Friday, August 19, 2011

Gender and identity in highlands Guatemala

One of the gals?
One of the guys?

I sometimes forget that I am a light-skinned, grotesquely tall alien. Then someone takes my picture in a group with local people and I’m reminded why small children usually either react to me with fascination or abject fright.

Yet beyond that, I put up these two pictures to illustrate an issue of identity that has been central to my experience here – gender.

I grew up in a small town in upstate New York wanting to think that my gender didn’t matter, that being female didn’t make me significantly different from any of my male peers. I distinctly remember the first week of third grade, when my teacher asked for some strong boys to help her hand out the math textbooks. The comment struck a strong chord – placed by whom and when, who knows – but I put my hand up and volunteered; and later that year I went on to beat all but two of the boys in my class in arm wrestling. I still remember so clearly those early affirmations that gender in itself is not a limitation.

So I guess it was odd for me to experience, coming here, that local attitudes surrounding my gender really did limit me, much more so than in the US. Having always wanted to be “gender-blind”, I didn’t really perceive it a lot at first. Yet over time I became more aware of the general inflexibility of gender roles - and accompanying attitudes. I also became more aware of my place as a pant-wearing female, smack dab in the middle of the two gender worlds, seemingly receiving the worst of both of them, especially as a foreigner to boot.

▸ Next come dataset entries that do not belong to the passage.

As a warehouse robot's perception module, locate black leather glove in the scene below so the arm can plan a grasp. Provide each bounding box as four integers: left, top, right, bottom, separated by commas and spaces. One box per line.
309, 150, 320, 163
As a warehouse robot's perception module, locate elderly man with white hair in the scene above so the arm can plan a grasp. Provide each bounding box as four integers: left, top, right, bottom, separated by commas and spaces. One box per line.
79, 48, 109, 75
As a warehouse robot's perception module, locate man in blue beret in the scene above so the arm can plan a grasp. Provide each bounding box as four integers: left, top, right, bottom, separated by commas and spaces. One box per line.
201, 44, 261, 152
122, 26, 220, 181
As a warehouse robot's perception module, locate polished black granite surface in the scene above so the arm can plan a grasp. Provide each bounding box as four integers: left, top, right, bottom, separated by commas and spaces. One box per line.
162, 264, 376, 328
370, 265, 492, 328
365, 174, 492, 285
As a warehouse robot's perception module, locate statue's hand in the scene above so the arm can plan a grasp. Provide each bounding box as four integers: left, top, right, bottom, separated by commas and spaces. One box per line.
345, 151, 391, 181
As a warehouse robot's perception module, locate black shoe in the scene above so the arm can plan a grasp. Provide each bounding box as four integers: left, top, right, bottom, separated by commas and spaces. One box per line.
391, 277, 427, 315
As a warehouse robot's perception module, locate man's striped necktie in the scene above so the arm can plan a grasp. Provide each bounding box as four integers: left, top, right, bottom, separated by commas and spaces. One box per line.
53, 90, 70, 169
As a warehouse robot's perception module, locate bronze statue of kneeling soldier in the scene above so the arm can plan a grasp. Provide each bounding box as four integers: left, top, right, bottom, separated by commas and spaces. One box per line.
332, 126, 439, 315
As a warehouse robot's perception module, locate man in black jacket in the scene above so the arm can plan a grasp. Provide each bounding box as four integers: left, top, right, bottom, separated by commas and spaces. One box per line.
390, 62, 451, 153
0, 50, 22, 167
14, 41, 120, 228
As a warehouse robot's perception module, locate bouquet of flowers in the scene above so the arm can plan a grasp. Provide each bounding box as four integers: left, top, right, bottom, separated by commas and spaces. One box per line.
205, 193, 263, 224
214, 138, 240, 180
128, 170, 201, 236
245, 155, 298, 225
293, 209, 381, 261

In a place where identity is assessed principally on two axes (first, foreigner or local; and later, female or male), I felt especially out of place, since locals – once having identified me as a foreigner - could not confidently place me on the female/male axis. I felt unwanted in either camp: uninvited to go work in the woods, even when I asked; uncomfortable walking alone at night; heckled by drunks in certain neighborhoods; plagued by the sense that my counterpart was frequently ignoring my comments and proposals; questioned by everyone whether I was afraid to live on my own. Yet neither was I invited to chit-chat with my female counterparts, or asked to help them at events, and am still met with skepticism that I can do my own cooking and cleaning.

It seems like I ought to offer some sort of breakthrough, a turning point to all of this; but there hasn’t been one, really. I’ve simply gone about figuring my identity here by getting to know more and more people, trying to prove that there are things I am capable of even if I can't fold 100 tamalitos in an hour or plant an acre of potatoes by hand in half a day. Overall, my experience hasn't been tough as some have it out in the really remote villages, and being female has given me a distinct advantage with the wonderful women's groups here.

And I've had the numerous little rebellions: taking joy in carrying heavy things in front of and with my counterpart and the park guards, wielding a machete, hiking fast with open enjoyment; fixing technology; wearing corte when it's appropriate; and always requesting in a quiet but firm way the respect I feel I deserve - not as a foreigner or a woman, but as a person.

[Note: 4/22/2013: As I remained longer in my community, I realized that like in many cultures, age was another important aspect of identity and social hierarchy. Being male would not have automatically brought me respect.  I still think that being a foreigner, first, and of ambiguous-but-female gender was more principal to the way I was perceived than age.]